La philosophie ne se justifie-t-elle pas par la quête d’une vérité absolue, toujours recherchée, mais jamais atteinte ?
On appréciera particulièrement la candidate ou le candidat qui montrerait que la philosophie elle-même repose sur une certitude : la foi ou la conviction que la raison humaine peut atteindre la vérité. Il ne sera pas toléré, entre autres, un agrégat de définitions de la philosophie sans rapport avec l’énoncé ni une restitution mécanique du cours introductif.
sujet II L’art n’est-il pas la preuve que le cœur a plus de génie que la raison ?
Problématique
Ce sujet invite à réfléchir sur le problème de la création artistique dans son rapport aux deux instances fondamentalement humaines que sont le cœur et la raison.
Il établit, par rapport à leur génie, c’est-à-dire à leur puissance créatrice, une hiérarchie qui place le cœur au-dessus de la raison et dont l’art lui même en constituerait la preuve.
Compétences attendues
Le candidat ou la candidate devrait procéder à l’analyse conceptuelle des mots-clés (« art », « preuve », « cœur », « génie », « raison »).
Art : production du beau ;
Preuve : ce qui atteste, qui établit ou persuade ;
Cœur : siège des sentiments, de la sensibilité, des phénomènes affectifs ;
Génie : disposition exceptionnelle à créer, à inventer, puissance créatrice élevant l’homme bien au-dessus de la commune mesure ;
Raison : faculté humaine de connaître, d’ordonner, de comprendre selon des lois par opposition aux autres modes de connaissance.
La candidate ou le candidat devra, dans la phase de validation, fonder la différence de degré, concernant leur génie, établie ici entre cœur et raison dans leur rapport à la création.
Il ou elle pourrait se demander si l’intervention, moins déterminante de la raison dans la création artistique que celle du cœur, ne s’explique pas justement par le fait qu’étant propre à tous les êtres humains, elle est donc par là même rendue impersonnelle, à la limite froide.
Ainsi, on comprendrait aisément que la puissance créatrice du cœur qui est le siège de l’inspiration, des sentiments, soit nettement au-dessus de celle de la raison. En attestent la valeur esthétique des œuvres qui sont réalisées sous le coup de l’émotion et leur capacité à ravir.

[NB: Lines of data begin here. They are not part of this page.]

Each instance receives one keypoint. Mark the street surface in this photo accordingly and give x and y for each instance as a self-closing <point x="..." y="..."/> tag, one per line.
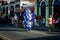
<point x="13" y="33"/>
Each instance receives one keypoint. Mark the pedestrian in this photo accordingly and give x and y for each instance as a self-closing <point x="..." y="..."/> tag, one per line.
<point x="35" y="21"/>
<point x="50" y="22"/>
<point x="15" y="20"/>
<point x="41" y="20"/>
<point x="28" y="19"/>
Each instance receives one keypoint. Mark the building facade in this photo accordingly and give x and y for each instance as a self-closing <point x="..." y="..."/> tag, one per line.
<point x="40" y="7"/>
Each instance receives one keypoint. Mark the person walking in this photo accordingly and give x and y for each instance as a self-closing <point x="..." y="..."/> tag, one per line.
<point x="15" y="20"/>
<point x="50" y="22"/>
<point x="28" y="19"/>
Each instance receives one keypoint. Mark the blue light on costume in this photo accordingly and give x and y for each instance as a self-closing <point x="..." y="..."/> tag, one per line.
<point x="28" y="19"/>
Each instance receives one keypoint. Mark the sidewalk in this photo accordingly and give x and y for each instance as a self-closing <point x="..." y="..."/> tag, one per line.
<point x="39" y="28"/>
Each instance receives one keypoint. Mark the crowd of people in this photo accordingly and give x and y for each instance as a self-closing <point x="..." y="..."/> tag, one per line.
<point x="28" y="19"/>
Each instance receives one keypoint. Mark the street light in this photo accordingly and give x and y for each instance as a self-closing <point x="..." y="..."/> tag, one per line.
<point x="8" y="1"/>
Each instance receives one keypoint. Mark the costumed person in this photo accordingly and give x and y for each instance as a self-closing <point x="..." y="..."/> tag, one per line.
<point x="15" y="20"/>
<point x="28" y="19"/>
<point x="50" y="23"/>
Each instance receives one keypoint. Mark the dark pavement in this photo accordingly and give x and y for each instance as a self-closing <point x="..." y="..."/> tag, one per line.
<point x="11" y="32"/>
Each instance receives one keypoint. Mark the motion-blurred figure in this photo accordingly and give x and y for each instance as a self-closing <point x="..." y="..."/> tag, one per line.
<point x="28" y="19"/>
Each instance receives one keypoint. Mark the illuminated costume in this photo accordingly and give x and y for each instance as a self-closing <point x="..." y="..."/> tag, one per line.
<point x="28" y="19"/>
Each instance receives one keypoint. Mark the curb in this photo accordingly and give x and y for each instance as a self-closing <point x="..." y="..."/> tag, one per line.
<point x="4" y="38"/>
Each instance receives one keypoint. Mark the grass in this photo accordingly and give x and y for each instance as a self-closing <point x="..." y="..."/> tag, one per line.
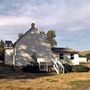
<point x="30" y="81"/>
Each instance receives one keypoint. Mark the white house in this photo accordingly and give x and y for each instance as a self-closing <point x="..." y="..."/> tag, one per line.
<point x="66" y="55"/>
<point x="35" y="41"/>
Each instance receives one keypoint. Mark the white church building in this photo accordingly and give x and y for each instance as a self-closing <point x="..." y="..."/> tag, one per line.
<point x="35" y="40"/>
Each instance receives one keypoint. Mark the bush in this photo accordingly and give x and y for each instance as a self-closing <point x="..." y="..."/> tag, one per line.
<point x="80" y="68"/>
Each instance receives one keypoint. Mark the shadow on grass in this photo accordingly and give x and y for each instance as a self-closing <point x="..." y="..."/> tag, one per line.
<point x="12" y="74"/>
<point x="80" y="85"/>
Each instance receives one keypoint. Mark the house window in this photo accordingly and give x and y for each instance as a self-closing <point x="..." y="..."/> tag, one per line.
<point x="61" y="56"/>
<point x="42" y="65"/>
<point x="72" y="56"/>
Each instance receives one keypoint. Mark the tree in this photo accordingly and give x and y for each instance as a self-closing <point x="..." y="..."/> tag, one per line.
<point x="20" y="35"/>
<point x="51" y="37"/>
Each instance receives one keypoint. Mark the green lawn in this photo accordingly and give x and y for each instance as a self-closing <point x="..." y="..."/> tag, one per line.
<point x="29" y="81"/>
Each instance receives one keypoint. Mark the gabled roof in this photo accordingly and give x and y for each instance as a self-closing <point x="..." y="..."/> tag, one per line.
<point x="32" y="28"/>
<point x="63" y="50"/>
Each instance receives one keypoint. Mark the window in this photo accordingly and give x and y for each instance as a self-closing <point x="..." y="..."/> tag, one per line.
<point x="42" y="65"/>
<point x="72" y="56"/>
<point x="61" y="56"/>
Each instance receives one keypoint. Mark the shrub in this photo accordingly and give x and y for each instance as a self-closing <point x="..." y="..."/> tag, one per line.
<point x="80" y="68"/>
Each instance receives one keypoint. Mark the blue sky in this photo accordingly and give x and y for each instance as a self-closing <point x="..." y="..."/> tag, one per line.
<point x="69" y="18"/>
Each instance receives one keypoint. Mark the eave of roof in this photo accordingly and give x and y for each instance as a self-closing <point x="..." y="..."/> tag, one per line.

En second lieu, le candidat ou la candidate devra examiner si un tel point de vue n’est pas excessif. Il ou elle pourrait se demander si le cœur a réellement plus de génie que la raison dans la création artistique ? Le cœur peut-il exprimer son génie sans l’apport de la raison ?
N’est-il pas nécessaire de discipliner par la raison, faculté d’ordre, la sensibilité, les sentiments, voire l’inspiration, pour produire une œuvre esthétique ?
Ne pourrait-on pas penser alors que la raison pourrait avoir plus de génie, ou, à tout le moins, autant de génie que le cœur ?
Sujet III
Commentaire de texte
Le texte répond à la question du fondement de la diversité des sciences ainsi que de la fécondité et des limites de leurs moyens d’intervention.
Structure du texte
L’auteur, Jeanne Parain-Vial, commence par indiquer que la multiplicité des sciences est fonction de la diversité de leurs objets et des méthodes mises en œuvre, qui, pour leur part, font toujours intervenir le regard de l’observateur.
Elle ajoute que dans chaque science, la démarche influe grandement sur l’objet d’étude, et ceci y compris pour les sciences qui semblent échapper a priori à la manipulation du chercheur.
Dans la discussion, le candidat ou la candidate pourrait s’interroger sur l’objectivité de la pratique scientifique, sur la nature de ce « réel » pris en charge par le savant. En d’autres termes, est-il possible de « découper » le réel sans le travestir ?
Il ne sera pas admis que la candidate ou le candidat se livre à une simple restitution mécanique du cours sur les sciences expérimentales.